I’ve gone through a lot of emotions playing Subnautica. Consternation as I hunt for Lithium and Magnetite. Amusement, both the gentle kind when I’m cheered on by random space truckers, and the black kind, when I discover how some survivors… Were real candidates for the old Darwin Awards. Bed wetting terror, the first time I met the Reaper Leviathan. Mostly, though, I’ve been pretty relaxed, because the world is a beautiful one, with a thriving ecosystem that, as a lone human, I can’t really despoil. Mmmm, that feels good.
…Not that I haven’t tried my damnedest. Even built a scanner room or three to try harder.

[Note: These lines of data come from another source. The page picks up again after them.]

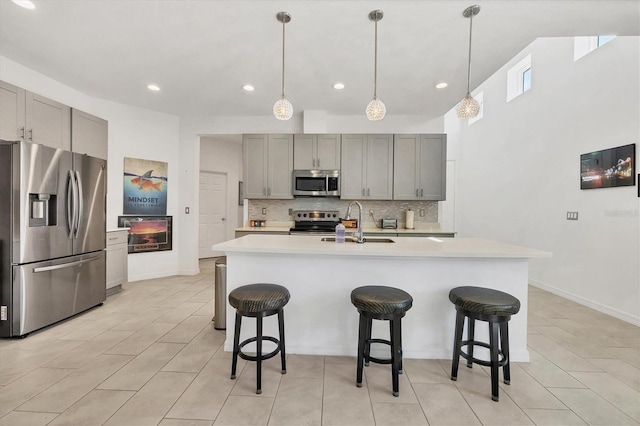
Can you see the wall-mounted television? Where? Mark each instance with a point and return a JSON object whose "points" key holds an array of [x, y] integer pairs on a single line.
{"points": [[147, 233], [608, 168]]}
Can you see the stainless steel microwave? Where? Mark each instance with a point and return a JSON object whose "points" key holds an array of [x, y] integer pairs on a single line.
{"points": [[316, 183]]}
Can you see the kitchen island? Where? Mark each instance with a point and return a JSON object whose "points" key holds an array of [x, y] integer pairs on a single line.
{"points": [[320, 275]]}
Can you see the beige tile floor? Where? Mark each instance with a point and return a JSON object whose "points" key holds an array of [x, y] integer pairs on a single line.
{"points": [[150, 356]]}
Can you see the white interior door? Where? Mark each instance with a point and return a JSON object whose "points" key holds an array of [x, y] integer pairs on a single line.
{"points": [[213, 211]]}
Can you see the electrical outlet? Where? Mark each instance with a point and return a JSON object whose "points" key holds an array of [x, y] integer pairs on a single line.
{"points": [[572, 215]]}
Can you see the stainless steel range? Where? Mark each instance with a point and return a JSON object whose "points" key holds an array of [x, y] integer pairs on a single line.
{"points": [[315, 221]]}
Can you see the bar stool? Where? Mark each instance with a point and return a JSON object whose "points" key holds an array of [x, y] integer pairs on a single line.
{"points": [[494, 307], [381, 303], [258, 301]]}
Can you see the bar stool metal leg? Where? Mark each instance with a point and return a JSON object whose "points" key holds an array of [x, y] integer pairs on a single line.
{"points": [[259, 353], [283, 356], [457, 345], [367, 341], [396, 354], [504, 344], [362, 344], [493, 350], [236, 345], [471, 335]]}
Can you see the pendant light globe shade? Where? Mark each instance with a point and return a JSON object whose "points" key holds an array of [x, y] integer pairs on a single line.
{"points": [[283, 110], [376, 110], [468, 108]]}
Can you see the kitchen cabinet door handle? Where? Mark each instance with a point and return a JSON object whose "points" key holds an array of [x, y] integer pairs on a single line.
{"points": [[64, 265]]}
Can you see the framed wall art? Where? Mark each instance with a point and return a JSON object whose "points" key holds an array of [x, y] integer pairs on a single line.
{"points": [[147, 233], [608, 168], [145, 187]]}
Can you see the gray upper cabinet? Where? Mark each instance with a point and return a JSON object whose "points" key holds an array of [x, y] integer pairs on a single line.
{"points": [[420, 167], [367, 167], [89, 134], [30, 117], [268, 166], [320, 152]]}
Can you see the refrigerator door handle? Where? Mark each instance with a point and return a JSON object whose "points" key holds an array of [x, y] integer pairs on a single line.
{"points": [[64, 265], [70, 206], [79, 204]]}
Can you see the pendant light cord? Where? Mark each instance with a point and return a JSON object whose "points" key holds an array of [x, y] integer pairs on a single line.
{"points": [[469, 63], [375, 63], [283, 24]]}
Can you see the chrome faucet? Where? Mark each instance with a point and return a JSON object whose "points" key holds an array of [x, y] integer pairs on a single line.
{"points": [[359, 236]]}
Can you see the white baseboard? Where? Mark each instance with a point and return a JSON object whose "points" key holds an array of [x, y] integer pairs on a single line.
{"points": [[632, 319]]}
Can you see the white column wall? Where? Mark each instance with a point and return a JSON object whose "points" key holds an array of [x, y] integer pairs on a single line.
{"points": [[519, 171]]}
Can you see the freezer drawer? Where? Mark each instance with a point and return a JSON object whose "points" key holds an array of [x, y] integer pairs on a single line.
{"points": [[50, 291]]}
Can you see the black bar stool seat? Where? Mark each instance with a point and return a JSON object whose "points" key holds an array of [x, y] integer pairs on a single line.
{"points": [[258, 301], [381, 303], [494, 307]]}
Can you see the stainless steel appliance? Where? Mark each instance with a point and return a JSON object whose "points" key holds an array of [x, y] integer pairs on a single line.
{"points": [[52, 235], [320, 222], [316, 183]]}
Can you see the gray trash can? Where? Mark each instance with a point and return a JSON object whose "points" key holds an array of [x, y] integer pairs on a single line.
{"points": [[220, 296]]}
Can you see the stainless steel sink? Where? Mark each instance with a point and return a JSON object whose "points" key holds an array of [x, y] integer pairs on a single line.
{"points": [[366, 240]]}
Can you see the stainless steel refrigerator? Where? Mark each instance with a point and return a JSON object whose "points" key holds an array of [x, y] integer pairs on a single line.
{"points": [[52, 235]]}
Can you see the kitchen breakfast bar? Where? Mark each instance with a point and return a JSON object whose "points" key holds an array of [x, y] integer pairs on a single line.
{"points": [[320, 275]]}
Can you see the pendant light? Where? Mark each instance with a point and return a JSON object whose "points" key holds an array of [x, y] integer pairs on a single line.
{"points": [[376, 109], [469, 107], [283, 110]]}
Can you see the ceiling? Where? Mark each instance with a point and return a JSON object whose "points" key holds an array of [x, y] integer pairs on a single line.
{"points": [[202, 52]]}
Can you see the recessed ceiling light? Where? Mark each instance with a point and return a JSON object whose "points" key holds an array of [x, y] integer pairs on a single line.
{"points": [[25, 3]]}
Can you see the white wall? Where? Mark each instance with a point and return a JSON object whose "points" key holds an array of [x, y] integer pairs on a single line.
{"points": [[519, 168], [133, 132]]}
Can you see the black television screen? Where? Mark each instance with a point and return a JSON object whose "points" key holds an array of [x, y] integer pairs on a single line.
{"points": [[608, 168]]}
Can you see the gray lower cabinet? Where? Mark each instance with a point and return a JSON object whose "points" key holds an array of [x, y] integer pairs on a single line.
{"points": [[420, 163], [30, 117], [117, 265], [268, 166], [367, 167]]}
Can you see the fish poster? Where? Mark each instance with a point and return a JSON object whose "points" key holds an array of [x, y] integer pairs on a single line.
{"points": [[145, 187]]}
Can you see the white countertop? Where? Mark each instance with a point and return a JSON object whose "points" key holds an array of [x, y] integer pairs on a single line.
{"points": [[402, 247], [431, 228]]}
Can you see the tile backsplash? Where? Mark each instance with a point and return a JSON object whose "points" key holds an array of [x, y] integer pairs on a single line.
{"points": [[278, 210]]}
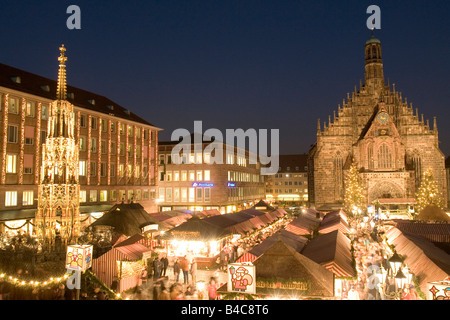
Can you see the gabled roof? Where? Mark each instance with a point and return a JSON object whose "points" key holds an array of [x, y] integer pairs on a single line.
{"points": [[333, 251], [126, 219], [33, 84]]}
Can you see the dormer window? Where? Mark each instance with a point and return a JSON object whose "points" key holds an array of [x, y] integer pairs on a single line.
{"points": [[16, 79]]}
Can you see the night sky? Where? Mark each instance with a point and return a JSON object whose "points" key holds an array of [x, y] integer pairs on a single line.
{"points": [[235, 64]]}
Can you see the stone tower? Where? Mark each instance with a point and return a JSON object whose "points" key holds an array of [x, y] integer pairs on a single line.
{"points": [[59, 190], [390, 142]]}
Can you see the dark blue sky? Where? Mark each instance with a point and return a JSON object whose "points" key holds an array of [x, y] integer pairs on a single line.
{"points": [[235, 64]]}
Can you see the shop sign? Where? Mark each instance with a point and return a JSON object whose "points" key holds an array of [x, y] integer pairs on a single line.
{"points": [[241, 278]]}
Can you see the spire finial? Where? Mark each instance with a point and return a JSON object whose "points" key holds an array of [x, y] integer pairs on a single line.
{"points": [[61, 89]]}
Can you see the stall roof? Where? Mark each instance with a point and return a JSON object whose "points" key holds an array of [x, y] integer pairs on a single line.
{"points": [[126, 219], [333, 251], [428, 262], [295, 241], [196, 229], [281, 262]]}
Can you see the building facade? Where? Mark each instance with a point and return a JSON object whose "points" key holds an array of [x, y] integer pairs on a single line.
{"points": [[196, 183], [290, 185], [117, 148], [390, 142]]}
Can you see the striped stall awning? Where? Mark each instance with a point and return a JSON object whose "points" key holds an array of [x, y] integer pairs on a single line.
{"points": [[246, 257]]}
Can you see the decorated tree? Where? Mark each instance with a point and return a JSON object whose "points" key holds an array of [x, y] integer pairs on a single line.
{"points": [[354, 197], [428, 193]]}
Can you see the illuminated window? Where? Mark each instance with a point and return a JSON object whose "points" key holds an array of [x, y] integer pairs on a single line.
{"points": [[11, 163], [82, 168], [30, 109], [103, 195], [207, 194], [28, 198], [191, 194], [82, 195], [93, 196], [10, 198]]}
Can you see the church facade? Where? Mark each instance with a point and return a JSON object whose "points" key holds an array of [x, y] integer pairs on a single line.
{"points": [[391, 144]]}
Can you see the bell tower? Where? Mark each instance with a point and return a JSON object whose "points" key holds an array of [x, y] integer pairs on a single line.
{"points": [[374, 75], [58, 191]]}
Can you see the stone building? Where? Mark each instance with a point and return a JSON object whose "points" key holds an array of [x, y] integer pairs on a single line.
{"points": [[390, 142], [198, 183], [290, 184], [117, 148]]}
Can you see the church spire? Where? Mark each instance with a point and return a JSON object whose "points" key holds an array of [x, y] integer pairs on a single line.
{"points": [[374, 75], [61, 89]]}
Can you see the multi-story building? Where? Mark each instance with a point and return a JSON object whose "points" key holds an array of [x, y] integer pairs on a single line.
{"points": [[290, 185], [196, 183], [117, 148], [388, 140]]}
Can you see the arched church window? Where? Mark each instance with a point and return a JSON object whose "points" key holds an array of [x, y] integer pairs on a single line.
{"points": [[384, 157]]}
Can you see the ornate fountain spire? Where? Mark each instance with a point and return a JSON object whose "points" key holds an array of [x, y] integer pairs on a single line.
{"points": [[61, 90]]}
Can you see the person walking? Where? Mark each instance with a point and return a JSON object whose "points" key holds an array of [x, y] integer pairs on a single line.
{"points": [[156, 268], [212, 289], [185, 267], [194, 273], [177, 270], [165, 264]]}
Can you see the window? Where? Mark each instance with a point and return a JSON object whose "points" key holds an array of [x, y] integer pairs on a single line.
{"points": [[169, 194], [27, 198], [83, 121], [13, 132], [103, 169], [10, 198], [384, 157], [176, 194], [82, 168], [138, 195], [112, 169], [191, 194], [183, 194], [82, 143], [94, 123], [13, 106], [11, 163], [199, 195], [207, 194], [30, 109], [44, 115], [82, 195], [93, 169], [104, 125], [93, 145], [103, 195], [93, 196]]}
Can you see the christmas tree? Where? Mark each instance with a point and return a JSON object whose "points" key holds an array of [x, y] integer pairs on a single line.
{"points": [[428, 193], [353, 198]]}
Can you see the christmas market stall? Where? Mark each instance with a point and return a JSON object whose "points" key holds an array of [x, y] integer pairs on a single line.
{"points": [[124, 263], [283, 273], [333, 251], [425, 259]]}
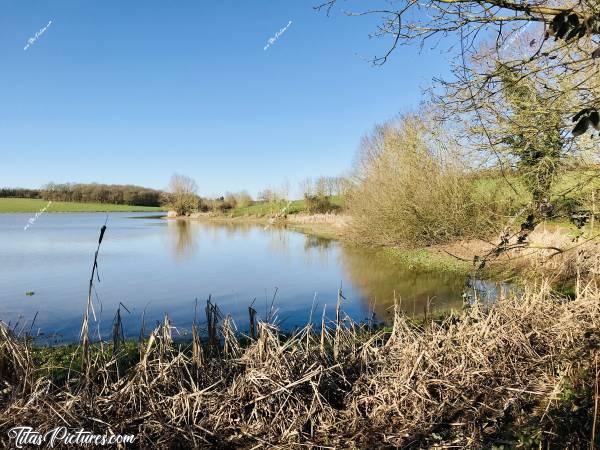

So, after threeEarlyAccess reviews (Each a good indicator of how far things have come), is there much left to say? A little. After all, it was only in the most recent updates that things like the Prawn Exosuit let me clomp around the sea bed, and building the Cyclops, the submarine that’s been almost emblematic of the game, seemed a pipedream up until fairly recently.
But that’s the thing with Subnautica: It brings you in with friendly, accessible survival gameplay in the kinds of biomes you haven’t really seen anywhere else, then gives you more to hope for, more to achieve, more to explore, and in the end… Gives you a chance to escape from even that.
Sorry, but even if I had gotten that far, I probably wouldn’t take the option. Subnautica’s world… Is just too damn pretty to leave, and I have so much more to do.
Join me. It’s a wonderful experience.
You… You are my new best friend. And I shall call you… John Bigboté!
The Mad Welshman is going for a swim. He’s also bringing two tonnes of TNT, because god-damn, that Reaper NEEDS TO DIE.